I also asked him if there was any connection with his system to the message in the "Matrix" movies and he stated that there is a connection, but that information would be revealed later. One connection I see deals with whether Parham's Matrix system breaks down if the pieces on the 8X8 matrix are changed as in Fischer Random. In the 1st Matrix movie, when the Matrix was altered (remember the déjà vu cat), the system became flawed.

Besides the Fischer Random questions, I asked whether the Matrix System worked in board sports like shogi, checkers, draughts and go. In between bites, he stated that any situation where you're dealing with a Matrix with a defined set of geometric movements, there will be such an application. Does that then change the value of the Matrix pieces in Fischer Random since another piece (in a given starting position) may be able to deliver a quicker checkmate?
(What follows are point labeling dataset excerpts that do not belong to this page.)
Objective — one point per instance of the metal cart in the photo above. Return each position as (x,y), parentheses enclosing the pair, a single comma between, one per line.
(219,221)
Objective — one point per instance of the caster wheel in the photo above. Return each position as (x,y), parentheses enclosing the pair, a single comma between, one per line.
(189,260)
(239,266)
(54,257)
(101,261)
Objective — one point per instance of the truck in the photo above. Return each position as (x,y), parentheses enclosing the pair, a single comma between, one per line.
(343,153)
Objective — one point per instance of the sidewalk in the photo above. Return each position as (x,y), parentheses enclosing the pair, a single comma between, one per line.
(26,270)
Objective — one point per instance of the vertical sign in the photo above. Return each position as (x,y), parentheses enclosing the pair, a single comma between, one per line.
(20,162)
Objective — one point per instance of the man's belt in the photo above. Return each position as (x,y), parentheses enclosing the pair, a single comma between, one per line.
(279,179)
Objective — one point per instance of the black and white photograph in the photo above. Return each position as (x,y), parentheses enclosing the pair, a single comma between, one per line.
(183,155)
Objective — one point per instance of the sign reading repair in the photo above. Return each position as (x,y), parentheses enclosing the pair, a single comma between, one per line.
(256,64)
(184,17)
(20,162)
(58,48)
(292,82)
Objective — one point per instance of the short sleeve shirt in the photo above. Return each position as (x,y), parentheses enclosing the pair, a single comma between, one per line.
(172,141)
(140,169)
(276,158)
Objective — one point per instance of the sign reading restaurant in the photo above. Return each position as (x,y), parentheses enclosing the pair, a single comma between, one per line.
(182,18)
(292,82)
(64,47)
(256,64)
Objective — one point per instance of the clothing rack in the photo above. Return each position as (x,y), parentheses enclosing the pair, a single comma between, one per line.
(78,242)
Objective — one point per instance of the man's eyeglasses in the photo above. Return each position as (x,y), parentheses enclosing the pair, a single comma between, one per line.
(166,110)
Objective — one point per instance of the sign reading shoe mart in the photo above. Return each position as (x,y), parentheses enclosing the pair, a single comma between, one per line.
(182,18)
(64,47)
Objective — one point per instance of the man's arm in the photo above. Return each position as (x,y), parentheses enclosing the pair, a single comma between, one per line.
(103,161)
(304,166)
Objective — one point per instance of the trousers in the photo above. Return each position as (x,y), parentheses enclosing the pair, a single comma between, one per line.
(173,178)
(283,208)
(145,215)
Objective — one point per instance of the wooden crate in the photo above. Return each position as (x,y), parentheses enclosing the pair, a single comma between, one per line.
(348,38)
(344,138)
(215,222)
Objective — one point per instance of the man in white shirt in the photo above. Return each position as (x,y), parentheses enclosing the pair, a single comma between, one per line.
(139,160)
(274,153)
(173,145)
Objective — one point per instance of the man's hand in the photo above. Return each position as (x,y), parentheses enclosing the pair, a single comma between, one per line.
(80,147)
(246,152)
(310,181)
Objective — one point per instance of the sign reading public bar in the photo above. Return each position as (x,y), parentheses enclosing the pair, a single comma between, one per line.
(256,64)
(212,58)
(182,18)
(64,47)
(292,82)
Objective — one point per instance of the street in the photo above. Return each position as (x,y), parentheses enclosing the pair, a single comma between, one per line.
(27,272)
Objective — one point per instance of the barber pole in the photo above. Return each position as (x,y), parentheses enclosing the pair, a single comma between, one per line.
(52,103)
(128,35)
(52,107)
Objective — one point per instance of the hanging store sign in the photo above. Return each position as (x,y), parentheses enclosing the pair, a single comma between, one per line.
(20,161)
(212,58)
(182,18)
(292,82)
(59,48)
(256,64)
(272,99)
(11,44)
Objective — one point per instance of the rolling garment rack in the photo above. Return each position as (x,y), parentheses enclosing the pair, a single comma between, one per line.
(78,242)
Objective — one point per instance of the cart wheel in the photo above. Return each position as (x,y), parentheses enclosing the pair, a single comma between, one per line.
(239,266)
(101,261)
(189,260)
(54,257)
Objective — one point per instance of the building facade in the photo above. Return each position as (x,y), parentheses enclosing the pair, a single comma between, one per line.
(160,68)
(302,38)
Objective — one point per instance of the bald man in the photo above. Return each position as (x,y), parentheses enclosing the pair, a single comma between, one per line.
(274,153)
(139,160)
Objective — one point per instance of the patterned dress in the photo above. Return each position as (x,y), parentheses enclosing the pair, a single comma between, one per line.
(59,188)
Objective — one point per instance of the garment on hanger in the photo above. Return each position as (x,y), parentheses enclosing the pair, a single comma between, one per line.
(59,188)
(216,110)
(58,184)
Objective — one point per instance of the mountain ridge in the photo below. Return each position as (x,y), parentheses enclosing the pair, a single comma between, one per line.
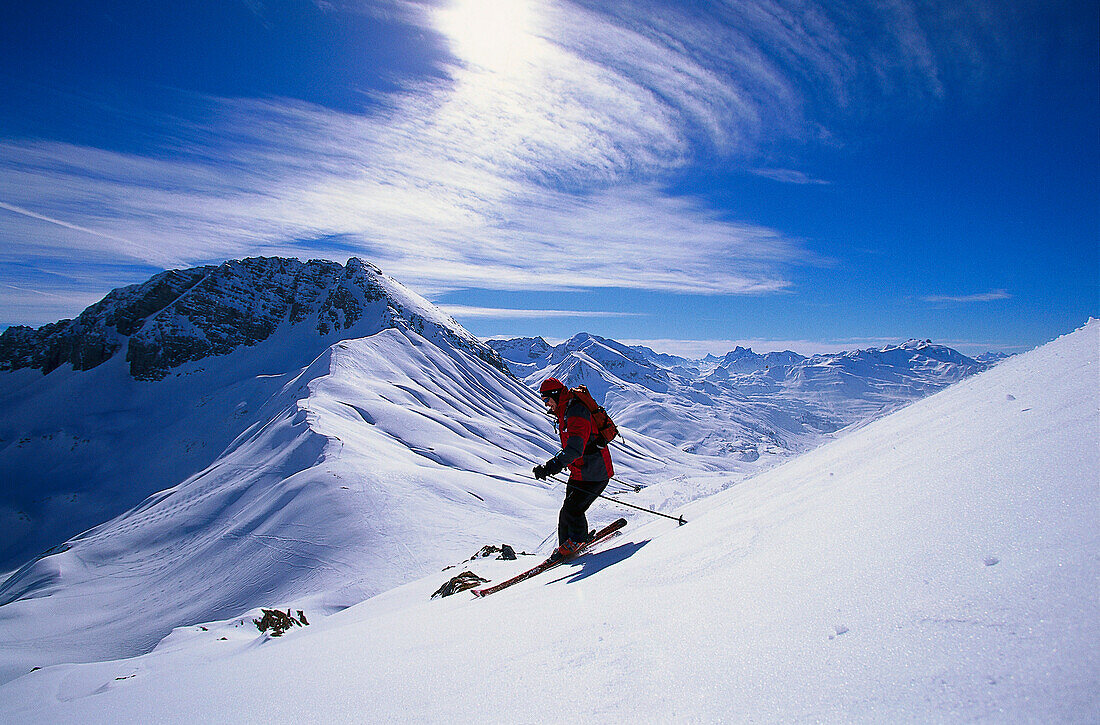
(187,315)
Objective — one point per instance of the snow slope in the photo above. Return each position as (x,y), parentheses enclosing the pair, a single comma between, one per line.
(299,467)
(937,564)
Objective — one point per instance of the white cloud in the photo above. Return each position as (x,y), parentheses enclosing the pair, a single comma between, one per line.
(981,297)
(462,311)
(788,176)
(537,163)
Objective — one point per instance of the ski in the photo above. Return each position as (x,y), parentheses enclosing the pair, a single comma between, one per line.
(602,535)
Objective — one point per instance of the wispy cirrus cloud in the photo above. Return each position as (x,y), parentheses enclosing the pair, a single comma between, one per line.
(462,311)
(545,145)
(980,297)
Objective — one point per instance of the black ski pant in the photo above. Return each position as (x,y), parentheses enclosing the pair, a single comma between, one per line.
(571,522)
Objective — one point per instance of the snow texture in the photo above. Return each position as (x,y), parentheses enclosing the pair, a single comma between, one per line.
(939,563)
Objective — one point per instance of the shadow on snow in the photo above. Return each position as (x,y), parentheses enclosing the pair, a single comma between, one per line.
(590,563)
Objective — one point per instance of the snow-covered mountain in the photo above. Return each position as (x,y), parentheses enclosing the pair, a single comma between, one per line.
(300,429)
(743,405)
(86,434)
(937,564)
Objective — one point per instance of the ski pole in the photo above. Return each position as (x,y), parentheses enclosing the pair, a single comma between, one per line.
(678,519)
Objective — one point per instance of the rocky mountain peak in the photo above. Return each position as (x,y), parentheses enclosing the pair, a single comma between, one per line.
(187,315)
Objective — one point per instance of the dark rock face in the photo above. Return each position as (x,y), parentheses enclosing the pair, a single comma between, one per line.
(188,315)
(100,330)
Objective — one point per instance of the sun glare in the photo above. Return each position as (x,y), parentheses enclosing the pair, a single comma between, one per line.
(494,34)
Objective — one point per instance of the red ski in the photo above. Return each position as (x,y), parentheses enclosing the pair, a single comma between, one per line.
(550,563)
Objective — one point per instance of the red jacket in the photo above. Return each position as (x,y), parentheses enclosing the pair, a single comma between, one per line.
(579,451)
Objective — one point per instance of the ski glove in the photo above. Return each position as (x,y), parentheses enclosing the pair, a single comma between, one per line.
(552,467)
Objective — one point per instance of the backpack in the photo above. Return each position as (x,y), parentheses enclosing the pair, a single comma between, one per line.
(605,427)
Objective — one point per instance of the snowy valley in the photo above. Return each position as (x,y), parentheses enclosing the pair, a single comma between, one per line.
(317,437)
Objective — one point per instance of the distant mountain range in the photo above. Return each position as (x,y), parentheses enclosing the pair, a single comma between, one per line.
(743,404)
(270,430)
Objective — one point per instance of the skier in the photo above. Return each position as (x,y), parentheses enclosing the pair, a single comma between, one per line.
(590,465)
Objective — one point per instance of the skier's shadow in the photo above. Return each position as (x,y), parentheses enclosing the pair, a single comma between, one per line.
(590,563)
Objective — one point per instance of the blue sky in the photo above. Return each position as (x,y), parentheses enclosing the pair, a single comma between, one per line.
(688,175)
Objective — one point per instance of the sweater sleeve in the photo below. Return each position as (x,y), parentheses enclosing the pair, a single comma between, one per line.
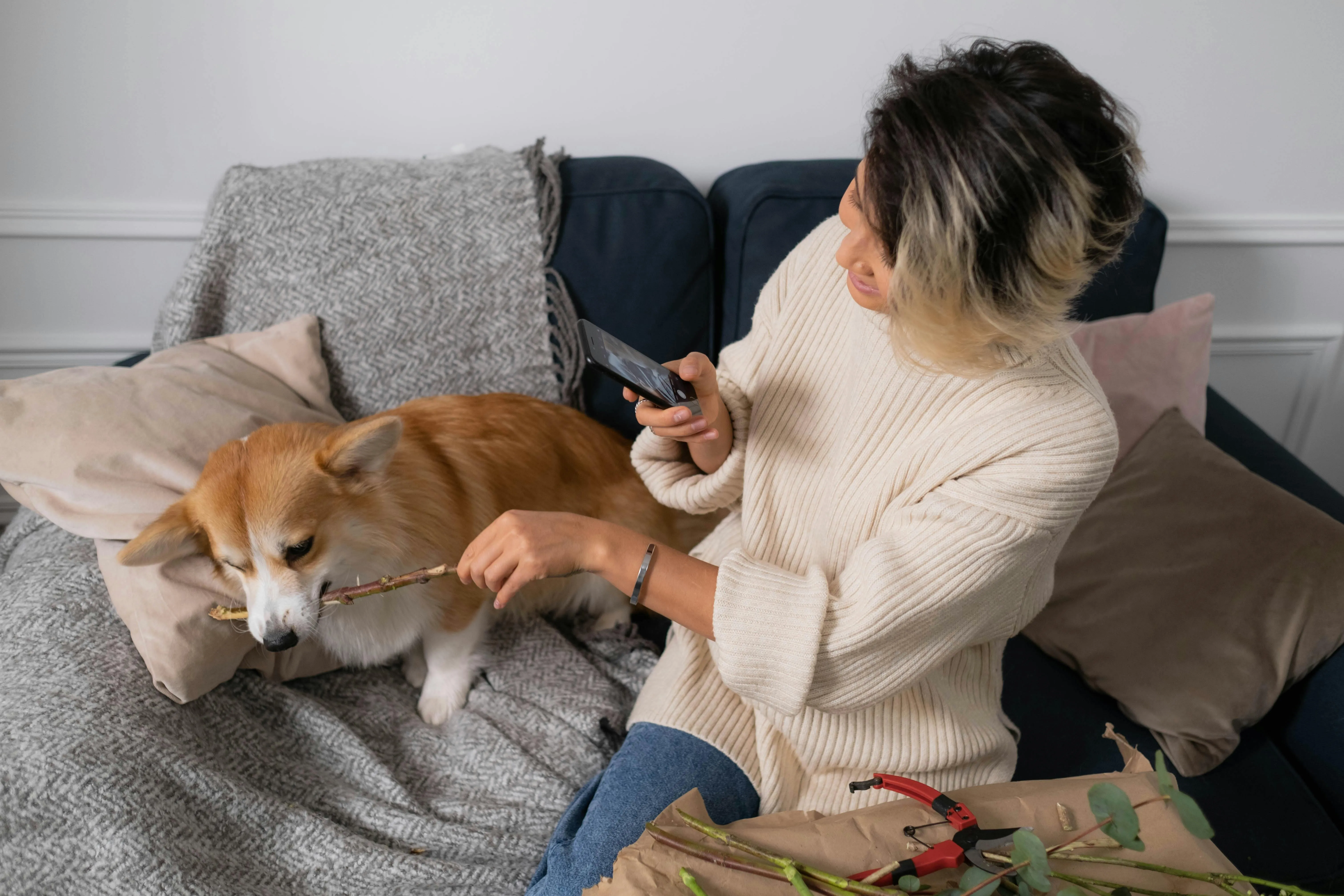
(666,464)
(939,577)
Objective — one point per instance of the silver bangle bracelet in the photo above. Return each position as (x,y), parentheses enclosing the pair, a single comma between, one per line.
(644,571)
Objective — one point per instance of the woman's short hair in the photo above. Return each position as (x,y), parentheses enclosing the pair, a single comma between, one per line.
(999,181)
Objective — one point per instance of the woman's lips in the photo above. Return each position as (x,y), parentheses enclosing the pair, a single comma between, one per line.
(863,288)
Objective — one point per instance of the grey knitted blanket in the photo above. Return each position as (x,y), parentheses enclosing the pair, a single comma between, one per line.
(429,276)
(327,785)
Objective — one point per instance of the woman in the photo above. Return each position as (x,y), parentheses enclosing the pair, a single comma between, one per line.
(912,437)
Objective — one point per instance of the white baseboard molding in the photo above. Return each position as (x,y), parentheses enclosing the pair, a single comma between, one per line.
(1256,230)
(1306,359)
(93,221)
(30,354)
(150,221)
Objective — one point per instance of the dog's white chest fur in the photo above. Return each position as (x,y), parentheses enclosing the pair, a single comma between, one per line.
(376,629)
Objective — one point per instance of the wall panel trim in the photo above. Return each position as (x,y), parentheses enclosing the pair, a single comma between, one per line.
(1319,344)
(148,221)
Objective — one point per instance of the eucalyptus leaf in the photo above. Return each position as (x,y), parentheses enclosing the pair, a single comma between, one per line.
(1027,848)
(1166,784)
(796,879)
(1107,800)
(974,878)
(1193,816)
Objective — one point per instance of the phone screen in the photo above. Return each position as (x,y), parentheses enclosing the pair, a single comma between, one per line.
(635,370)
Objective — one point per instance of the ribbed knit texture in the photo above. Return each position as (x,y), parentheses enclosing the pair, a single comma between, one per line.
(894,527)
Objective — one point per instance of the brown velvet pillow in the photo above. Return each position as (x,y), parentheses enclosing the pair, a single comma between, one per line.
(101,452)
(1194,593)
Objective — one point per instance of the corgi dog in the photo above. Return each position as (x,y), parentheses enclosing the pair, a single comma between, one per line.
(298,508)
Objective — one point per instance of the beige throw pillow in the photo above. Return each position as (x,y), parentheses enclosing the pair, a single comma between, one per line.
(1194,593)
(101,452)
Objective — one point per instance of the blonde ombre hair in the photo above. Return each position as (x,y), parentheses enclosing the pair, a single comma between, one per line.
(999,181)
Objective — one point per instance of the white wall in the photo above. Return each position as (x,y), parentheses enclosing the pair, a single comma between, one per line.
(117,117)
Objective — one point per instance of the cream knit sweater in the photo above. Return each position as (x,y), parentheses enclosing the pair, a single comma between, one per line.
(892,528)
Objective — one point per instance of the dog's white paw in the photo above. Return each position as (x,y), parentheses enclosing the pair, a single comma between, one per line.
(445,694)
(612,619)
(414,667)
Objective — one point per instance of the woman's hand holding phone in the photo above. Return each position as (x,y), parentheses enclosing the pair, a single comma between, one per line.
(709,437)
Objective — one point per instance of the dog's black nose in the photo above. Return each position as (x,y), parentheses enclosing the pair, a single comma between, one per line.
(276,643)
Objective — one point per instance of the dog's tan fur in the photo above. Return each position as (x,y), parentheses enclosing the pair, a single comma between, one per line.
(398,491)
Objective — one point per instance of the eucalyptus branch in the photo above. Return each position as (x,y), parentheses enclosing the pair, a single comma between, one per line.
(781,862)
(1099,827)
(691,883)
(1217,878)
(996,878)
(725,859)
(1088,883)
(350,593)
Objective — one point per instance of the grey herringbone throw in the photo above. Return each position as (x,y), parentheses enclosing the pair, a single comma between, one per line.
(428,279)
(322,785)
(429,276)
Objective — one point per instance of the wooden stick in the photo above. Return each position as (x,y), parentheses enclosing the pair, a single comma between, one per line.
(350,593)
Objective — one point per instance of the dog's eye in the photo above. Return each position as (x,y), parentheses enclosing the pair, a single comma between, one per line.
(296,551)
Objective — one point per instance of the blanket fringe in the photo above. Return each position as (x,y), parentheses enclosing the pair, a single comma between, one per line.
(565,322)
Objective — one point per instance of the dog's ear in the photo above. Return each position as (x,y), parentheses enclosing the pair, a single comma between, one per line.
(171,536)
(361,448)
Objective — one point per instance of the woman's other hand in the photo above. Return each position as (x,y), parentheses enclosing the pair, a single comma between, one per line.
(526,546)
(709,436)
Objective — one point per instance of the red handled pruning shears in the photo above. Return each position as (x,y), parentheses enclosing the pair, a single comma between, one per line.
(968,843)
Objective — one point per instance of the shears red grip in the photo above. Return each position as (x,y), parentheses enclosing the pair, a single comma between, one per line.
(968,843)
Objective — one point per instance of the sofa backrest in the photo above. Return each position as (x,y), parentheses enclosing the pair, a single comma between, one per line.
(763,211)
(636,255)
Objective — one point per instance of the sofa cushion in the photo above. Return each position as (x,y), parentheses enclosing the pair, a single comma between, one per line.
(1265,819)
(763,211)
(1148,363)
(636,255)
(1194,592)
(155,426)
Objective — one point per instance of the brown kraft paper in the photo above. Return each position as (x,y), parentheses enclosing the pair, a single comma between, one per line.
(871,837)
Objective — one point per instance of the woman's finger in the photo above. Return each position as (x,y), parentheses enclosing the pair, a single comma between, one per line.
(706,436)
(694,428)
(478,558)
(650,416)
(522,576)
(498,573)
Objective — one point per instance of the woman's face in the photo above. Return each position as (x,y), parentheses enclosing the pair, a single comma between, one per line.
(861,253)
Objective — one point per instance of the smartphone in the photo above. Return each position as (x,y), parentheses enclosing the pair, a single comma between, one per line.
(636,371)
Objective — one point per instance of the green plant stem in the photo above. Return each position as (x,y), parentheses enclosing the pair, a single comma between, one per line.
(691,883)
(1217,878)
(996,878)
(1093,884)
(1100,825)
(816,874)
(725,859)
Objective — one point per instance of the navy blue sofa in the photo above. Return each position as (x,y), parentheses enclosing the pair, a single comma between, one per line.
(648,259)
(652,261)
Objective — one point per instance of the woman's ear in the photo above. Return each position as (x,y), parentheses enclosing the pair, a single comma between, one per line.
(358,449)
(171,536)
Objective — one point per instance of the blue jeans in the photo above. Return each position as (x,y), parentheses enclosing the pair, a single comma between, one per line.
(654,768)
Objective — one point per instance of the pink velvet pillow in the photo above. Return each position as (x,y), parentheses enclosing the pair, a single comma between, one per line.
(1148,363)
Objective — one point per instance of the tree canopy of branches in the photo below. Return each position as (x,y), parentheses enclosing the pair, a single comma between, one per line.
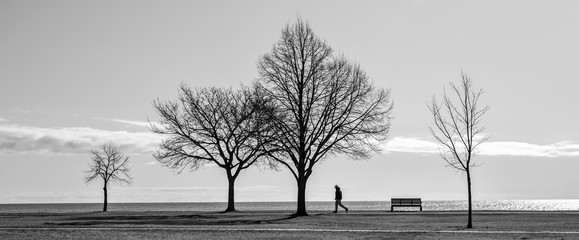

Over the years, I have seen Bernard Parham employ his system, and it never fails to get a quizzical look from the opponent. I remember playing next to "The Matrix Man" at the 2001 Chicago Open while he beat Vlad Dima. It was interesting to notice Dima's confused expression. On a recent visit to Indianapolis, GM Maurice Ashley was asked his opinion of the Matrix System. Parham told me that GM Ashley expressed outright skepticism, but again… chess is so dynamic that there is room for intellectual discourse about new theories and methods of play.

Parham's own son Bernard II, was a successful scholastic player winning the National K-12 Scholastic Championship in 1994. He has employed the Matrix System ever since he learned to play and recently told me he has never studied chess books. He is also quick to state that he has introduced some additions into the Matrix System. Thus, the Matrix debate rages on!